Himself he no more doubted the lad's story than he doubted that a month since he had crossed swords with Fighting Fitz. But who else would believe?

Of course he must send Knapp over to Lewes at once to report to Beau
Beauchamp, the Commandant there; but what would come of that?

Loving his old Service with passionate jealousy, he was not blind to the weakness of its traditional logic: it was not probable; therefore it was not true; and so to sleep again, dear boys!

And Beau Beauchamp, of all men!

The Parson had not yet forgotten the reception that heavy sensualist had given to his report that Fighting Fitz was riding up and down the land just outside his lines.

"May I, sir?"

The boy was burning at his side.
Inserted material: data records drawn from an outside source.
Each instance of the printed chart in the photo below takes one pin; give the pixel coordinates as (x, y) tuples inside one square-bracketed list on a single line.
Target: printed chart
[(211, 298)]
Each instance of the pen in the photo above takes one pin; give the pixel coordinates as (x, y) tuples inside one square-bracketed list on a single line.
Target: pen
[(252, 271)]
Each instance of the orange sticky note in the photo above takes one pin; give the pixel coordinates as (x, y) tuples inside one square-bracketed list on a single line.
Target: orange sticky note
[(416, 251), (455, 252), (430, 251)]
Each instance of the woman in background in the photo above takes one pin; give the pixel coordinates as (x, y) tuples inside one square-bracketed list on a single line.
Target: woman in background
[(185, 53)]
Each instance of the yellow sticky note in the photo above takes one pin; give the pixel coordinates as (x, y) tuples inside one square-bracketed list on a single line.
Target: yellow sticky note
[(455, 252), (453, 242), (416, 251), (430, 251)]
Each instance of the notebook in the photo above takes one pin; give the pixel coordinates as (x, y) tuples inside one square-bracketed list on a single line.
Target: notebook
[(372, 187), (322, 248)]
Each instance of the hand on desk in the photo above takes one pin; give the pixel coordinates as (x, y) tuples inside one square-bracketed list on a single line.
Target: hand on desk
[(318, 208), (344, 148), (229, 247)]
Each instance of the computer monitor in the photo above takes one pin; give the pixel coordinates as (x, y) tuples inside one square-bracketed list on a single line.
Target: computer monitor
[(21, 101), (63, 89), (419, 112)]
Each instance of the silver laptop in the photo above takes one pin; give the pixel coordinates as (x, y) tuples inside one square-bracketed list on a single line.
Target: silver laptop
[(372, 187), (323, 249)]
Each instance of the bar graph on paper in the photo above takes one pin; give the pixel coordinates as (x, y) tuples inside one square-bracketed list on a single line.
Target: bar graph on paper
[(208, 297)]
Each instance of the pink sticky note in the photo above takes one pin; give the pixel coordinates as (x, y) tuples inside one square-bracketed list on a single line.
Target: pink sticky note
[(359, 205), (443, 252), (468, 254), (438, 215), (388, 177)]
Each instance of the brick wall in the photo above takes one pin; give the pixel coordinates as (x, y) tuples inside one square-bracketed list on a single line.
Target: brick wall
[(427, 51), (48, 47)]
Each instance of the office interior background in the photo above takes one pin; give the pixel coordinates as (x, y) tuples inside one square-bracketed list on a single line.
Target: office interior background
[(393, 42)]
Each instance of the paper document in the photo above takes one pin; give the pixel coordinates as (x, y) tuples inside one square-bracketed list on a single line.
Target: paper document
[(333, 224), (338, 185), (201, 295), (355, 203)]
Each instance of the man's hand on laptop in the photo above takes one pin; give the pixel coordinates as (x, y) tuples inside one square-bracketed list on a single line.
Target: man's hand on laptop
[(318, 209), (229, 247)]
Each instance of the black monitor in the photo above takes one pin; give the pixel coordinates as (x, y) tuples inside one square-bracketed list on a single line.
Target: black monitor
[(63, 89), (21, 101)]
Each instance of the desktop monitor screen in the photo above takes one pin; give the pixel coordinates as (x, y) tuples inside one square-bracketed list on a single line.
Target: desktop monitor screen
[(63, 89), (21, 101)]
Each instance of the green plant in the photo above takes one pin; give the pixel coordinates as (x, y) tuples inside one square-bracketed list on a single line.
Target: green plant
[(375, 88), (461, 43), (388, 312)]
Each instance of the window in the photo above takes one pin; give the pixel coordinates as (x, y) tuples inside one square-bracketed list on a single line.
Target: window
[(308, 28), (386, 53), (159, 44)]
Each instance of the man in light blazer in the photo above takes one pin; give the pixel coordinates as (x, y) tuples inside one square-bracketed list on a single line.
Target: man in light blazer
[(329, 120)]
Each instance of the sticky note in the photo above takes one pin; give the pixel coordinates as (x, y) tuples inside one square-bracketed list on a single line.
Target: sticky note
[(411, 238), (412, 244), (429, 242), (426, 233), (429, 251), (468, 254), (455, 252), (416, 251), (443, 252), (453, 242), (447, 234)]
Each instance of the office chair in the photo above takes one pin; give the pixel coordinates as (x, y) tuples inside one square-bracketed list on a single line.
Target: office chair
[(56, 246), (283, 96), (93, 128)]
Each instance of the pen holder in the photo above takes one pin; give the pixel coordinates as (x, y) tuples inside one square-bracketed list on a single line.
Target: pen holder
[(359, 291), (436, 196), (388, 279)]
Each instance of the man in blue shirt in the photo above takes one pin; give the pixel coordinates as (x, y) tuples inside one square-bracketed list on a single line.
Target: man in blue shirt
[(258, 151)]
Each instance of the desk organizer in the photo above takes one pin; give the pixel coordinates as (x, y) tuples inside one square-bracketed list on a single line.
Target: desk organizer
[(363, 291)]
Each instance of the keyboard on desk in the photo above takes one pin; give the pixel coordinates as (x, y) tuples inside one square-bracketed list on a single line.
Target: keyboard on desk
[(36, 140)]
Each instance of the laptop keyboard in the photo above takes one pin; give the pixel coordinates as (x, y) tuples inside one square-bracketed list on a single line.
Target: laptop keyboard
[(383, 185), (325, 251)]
Perforce the Parson began to smoulder too.

The adventure had just that smack of romance about it that tickled this man of prose. Could he have run the risk himself, he who could hardly swim to the bottom, he would have ventured it with laughing heart. Was he justified in staying the sailor-boy?

No, no, no! his heart thundered the answer at him.

There must always be a risk. And was ever risk better worth running than this one? But what a boy!

He was flaming merrily now.

"May I, sir?"

He turned to the lad, pale beside him, and smacked a hand into his.

"Kit!" he cried with gusty laughter, "you should have been a soldier!"